IV. DESCRIPCIÓN FISICA
Paciente en mal estado general. Mal estado nutricional. Piel y mucosas pálidas, levemente
deshidratadas. Facies pálida, terrosa. Los signos vitales: TA 90/60 mmHg, FC 84 latidos por
minuto, frecuencia respiratoria 24 ciclos por minuto. Peso 32 kg., Talla l.55m. Índice de masa
corporal (IMC) 13.3 kg/m2.
Paciente con un cuadro de evolución desde los 14 años de edad, época en la cual es víctima
de burlas de su profesor de educación física, quien le decía que estaba muy desarrollada y
gorda; en inicio ella no hizo mucho caso a estos comentarios pero empezó a sentirse
despreciada y sentirse con sobrepeso cuando sus amigas se burlaban de ella, pese a que ella
refiere que sus familiares le decían que no estaba con sobrepeso. Cada día al levantarse y
mirarse al espejo ella percibía que tenía la cabeza muy grande y redonda además consideraba
que su silueta corporal era desagradable ya que no tenía la figura deseada ni cintura: por esta
razón decide alejarse de sus amigas de colegio y aislarse evitando de esta manera las burlas
que recibía de ellas, además le afecto demasiado en esa época el apodo de “moustrito” que
sus compañeros de colegio le dieron porque tenía los ojos hundidos y la consideraban gorda.
“Yo era coqueta” refiere pero al verme al espejo veía una persona que no podía ser bella por
tener una cara tan redonda con los ojos hundidos y un cuerpo sin forma, es por esta razón
que empieza a ocultar la comida que le daban en bolsas plásticas para después botarla a la
basura.
Durante este tiempo nota que su periodo menstrual se torna primero irregular con periodos
de catamenio de 2 a 3 días, luego 1 a 2 días y finalmente desaparece por lapso de 10 años.
Comienza a trabajar en una fotocopiadora, lugar donde conoce a su primer enamorado, con
el que empieza una relación de bastante confianza.

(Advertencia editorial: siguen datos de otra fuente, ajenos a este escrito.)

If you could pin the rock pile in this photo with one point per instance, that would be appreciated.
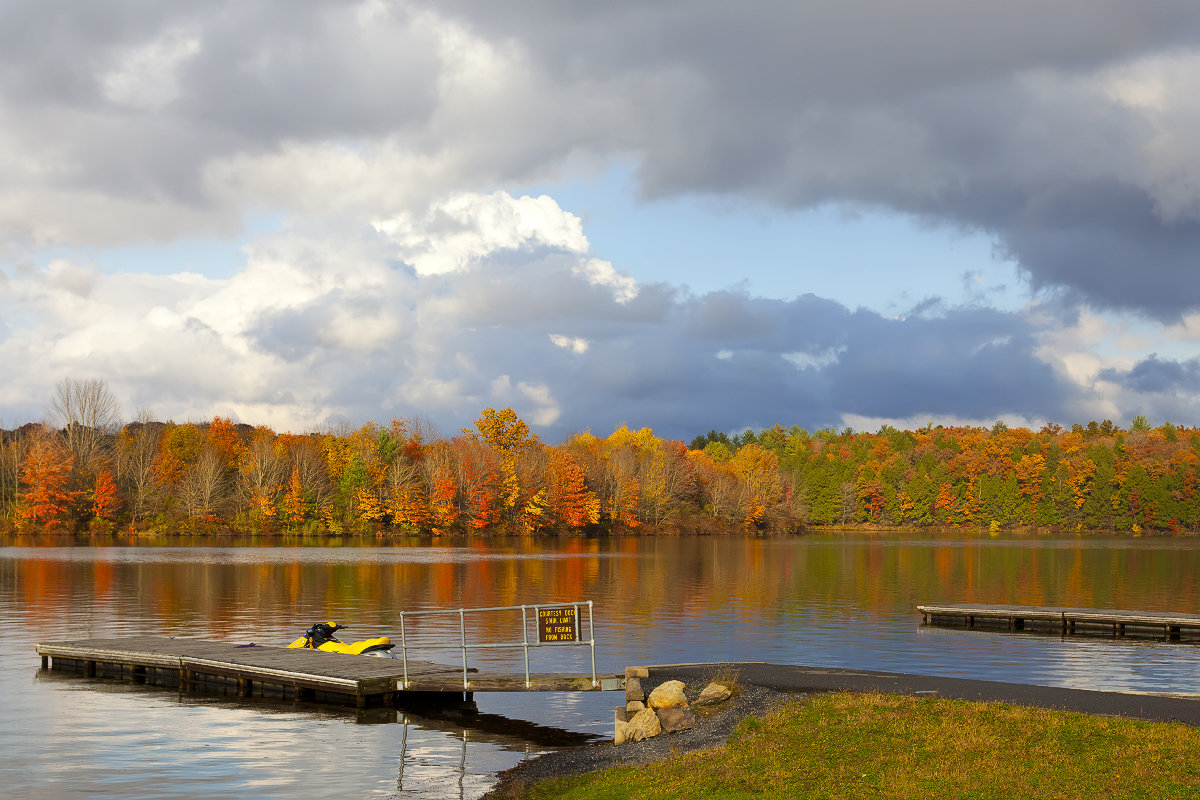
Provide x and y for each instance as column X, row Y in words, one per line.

Él le decía que estaba un poco gorda y
por eso la llamaba “globito”, “gordita”, “garrafita”, lo que empezó a preocuparla más. Su
enamorado le decía que estaba mejor que cuando la había conocido, pero ella desconfiaba de
esa expresión por lo que decide intentar provocarse vómitos después de ver un documental
de televisión donde una joven se provocaba vómitos metiéndose la mano a su boca. Primero
intenta el vómito provocado con un dedo y una vez al mes, luego la frecuencia fue
aumentando a una vez a la semana, una vez cada dos días y finalmente en forma diaria y sin
darse cuenta ella menciona que incluso ya podía meter a la boca toda la mano para provocarse
el vómito, describiendo incluso que tenía marcas de los dientes en la mano y los dedos.

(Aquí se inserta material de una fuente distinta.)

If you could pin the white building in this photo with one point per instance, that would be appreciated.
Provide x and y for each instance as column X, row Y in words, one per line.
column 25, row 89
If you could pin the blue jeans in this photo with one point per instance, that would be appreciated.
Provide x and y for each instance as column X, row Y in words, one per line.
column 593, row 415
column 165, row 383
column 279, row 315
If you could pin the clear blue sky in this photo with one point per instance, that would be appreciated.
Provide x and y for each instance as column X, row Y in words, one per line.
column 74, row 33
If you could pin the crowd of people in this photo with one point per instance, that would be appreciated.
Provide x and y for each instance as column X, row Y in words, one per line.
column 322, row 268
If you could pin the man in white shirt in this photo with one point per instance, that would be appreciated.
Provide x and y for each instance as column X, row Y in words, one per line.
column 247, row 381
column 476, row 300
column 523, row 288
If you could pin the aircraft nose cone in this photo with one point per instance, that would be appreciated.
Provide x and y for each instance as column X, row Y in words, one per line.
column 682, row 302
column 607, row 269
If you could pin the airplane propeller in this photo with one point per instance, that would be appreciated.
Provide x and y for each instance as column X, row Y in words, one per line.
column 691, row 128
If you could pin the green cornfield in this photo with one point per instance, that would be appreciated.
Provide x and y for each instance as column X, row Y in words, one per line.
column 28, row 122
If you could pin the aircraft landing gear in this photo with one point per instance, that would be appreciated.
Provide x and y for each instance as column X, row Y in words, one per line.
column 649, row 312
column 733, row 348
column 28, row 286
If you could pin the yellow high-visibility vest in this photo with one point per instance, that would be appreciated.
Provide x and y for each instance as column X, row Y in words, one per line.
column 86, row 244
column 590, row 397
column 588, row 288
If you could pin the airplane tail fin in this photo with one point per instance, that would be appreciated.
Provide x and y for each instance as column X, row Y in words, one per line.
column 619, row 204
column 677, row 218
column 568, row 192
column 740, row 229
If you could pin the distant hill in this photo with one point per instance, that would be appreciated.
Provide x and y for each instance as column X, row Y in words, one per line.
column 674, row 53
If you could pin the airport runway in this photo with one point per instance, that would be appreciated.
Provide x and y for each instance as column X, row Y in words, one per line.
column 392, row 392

Las actividades en su trabajo se tornan más difíciles ya que no podía concentrarse. Empezó
a notar que perdía cabello, se le cayeron las pestañas y las cejas, empezaron a deteriorarse
sus dientes, constantemente se encontraba estreñida y cada vez, según referencia de la madre,
ella estaba más delgada y pálida; motivos por los que empezó a tener más control por parte
de su familia para que no vaya al baño o a su cuarto a vomitar después de las comidas. Sus
familiares entonces la llevan obligada a un centro sanitario donde es valorada por medicina
interna. Según referencia de la paciente, le indicaron que se encontraba con palidez
mucocutánea, pérdida importante de peso y reflejos rotulianos disminuidos concluyendo con
los diagnósticos de úlcera péptica, gastritis y abolición en la secreción de ácido clorhídrico y
anorexia nerviosa, último diagnóstico que rechazó y no quiso aceptar; recibiendo en esa
oportunidad tratamiento con metoclopramida 10 miligramos vía oral, 1 comprimido 30
minutos antes de las comidas, tratamiento que la paciente incumple pese al control que tenia
de sus familiares en su domicilio durante las comidas y su medicación.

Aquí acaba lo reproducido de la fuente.